Richard A. Danner, Duke, has posted an article, forthcoming in the Law Library Journal, that is both on the impact of the way legal information is structured on American legal thought -- a topic of importance -- but also on the impact of Robert C. Berring's (Boalt/UC Berkeley) work in this area. The article, Legal Information and the Development of American Law: Writings on the Form and Structure of the Published Law, covers such topics as "the impacts of the categories of the West Digest System on how American lawyers understand and think about the law; and the extent to which the conceptual universe was 'closed,' limiting the acceptable sources of law to published cases--in practical terms to cases published in the West National Reporter System."
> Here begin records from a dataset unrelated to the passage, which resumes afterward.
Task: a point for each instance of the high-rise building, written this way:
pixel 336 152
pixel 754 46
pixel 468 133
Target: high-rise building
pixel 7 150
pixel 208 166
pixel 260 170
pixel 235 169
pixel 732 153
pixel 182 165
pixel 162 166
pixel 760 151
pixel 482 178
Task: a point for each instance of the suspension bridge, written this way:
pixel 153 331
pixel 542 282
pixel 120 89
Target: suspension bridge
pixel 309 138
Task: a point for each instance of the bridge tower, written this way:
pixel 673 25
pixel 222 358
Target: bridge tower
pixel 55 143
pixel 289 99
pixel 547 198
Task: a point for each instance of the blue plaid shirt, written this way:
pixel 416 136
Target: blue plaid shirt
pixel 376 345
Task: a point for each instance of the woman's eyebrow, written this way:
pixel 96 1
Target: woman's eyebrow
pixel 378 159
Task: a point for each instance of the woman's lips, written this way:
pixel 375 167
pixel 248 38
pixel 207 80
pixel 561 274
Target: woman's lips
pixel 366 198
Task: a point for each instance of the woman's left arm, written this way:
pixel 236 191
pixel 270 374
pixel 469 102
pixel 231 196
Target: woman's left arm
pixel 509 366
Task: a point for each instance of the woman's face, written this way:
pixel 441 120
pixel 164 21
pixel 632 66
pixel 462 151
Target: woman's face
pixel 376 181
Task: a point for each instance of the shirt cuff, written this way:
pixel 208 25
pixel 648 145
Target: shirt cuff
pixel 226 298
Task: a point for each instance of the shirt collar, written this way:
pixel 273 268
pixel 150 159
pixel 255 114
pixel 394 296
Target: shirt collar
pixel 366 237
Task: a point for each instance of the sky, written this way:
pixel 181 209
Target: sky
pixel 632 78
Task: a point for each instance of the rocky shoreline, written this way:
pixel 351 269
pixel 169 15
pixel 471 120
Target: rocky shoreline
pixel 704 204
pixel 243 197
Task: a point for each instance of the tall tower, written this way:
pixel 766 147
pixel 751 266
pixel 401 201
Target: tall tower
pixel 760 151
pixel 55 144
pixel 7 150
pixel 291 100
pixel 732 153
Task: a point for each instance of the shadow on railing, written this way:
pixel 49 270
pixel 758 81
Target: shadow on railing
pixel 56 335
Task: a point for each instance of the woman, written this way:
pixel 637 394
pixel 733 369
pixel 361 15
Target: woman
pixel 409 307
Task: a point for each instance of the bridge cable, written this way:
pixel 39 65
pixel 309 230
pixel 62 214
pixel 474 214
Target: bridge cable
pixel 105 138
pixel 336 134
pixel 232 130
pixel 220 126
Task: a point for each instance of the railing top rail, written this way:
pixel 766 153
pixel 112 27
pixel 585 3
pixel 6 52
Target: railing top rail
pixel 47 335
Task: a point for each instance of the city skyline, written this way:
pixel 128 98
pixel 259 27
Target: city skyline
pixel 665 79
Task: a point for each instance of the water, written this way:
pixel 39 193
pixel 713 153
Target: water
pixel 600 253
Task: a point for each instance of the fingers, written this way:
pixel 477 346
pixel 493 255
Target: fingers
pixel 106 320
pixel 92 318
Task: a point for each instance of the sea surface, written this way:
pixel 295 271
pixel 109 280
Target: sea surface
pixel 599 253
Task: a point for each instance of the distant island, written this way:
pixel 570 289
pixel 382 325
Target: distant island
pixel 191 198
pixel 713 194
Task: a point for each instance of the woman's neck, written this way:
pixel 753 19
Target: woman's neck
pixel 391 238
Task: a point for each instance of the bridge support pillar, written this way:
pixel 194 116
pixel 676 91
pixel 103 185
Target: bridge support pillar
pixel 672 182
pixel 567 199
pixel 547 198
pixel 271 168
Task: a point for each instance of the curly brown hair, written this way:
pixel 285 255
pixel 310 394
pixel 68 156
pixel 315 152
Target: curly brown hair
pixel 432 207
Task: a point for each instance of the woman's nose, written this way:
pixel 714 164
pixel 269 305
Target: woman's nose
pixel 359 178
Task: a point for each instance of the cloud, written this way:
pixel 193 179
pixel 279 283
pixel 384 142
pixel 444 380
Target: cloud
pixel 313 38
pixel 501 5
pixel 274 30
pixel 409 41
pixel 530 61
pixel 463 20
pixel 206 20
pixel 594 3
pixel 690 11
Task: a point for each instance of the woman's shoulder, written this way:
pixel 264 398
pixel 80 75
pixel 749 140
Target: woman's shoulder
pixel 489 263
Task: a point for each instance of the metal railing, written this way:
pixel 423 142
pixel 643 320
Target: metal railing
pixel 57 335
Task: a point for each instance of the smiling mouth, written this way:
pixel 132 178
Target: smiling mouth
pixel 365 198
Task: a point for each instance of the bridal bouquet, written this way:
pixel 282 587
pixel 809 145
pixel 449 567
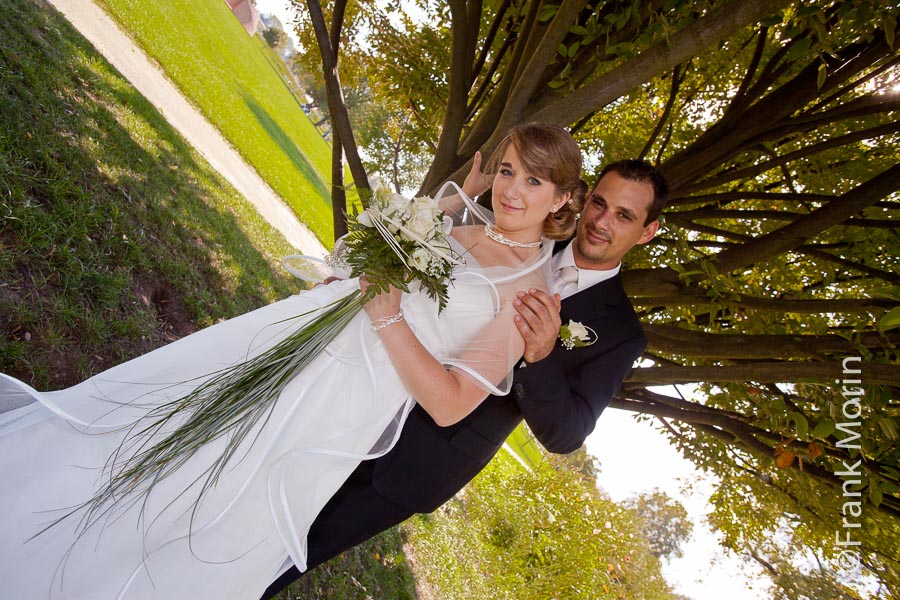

The piece, without saying so, also makes another point: we have so much more to learn from the professionals in the law library than where a book is or how to use the newest database. For Berring, pictured at right, on "How I became a law librarian," click here. Here's Danner's abstract:
Robert C. Berring's writings about the impacts of electronic databases, the Internet, and other communications technologies on legal research and practice are an essential part of a larger literature that explores the ways in which the forms and structures of published legal information have influenced how American lawyers think about the law. This paper reviews Berring's writings, along with those of other writers concerned with these questions, focusing on the implications of Berring's idea that in the late nineteenth century American legal publishers created a “conceptual universe of thinkable thoughts” through which U.S. lawyers came to view the law. It concludes that, spurred by Berring and others, the literature of legal information has become far reaching in scope and interdisciplinary in approach, while the themes struck in Berring's work continue to inform the scholarship of newer writers.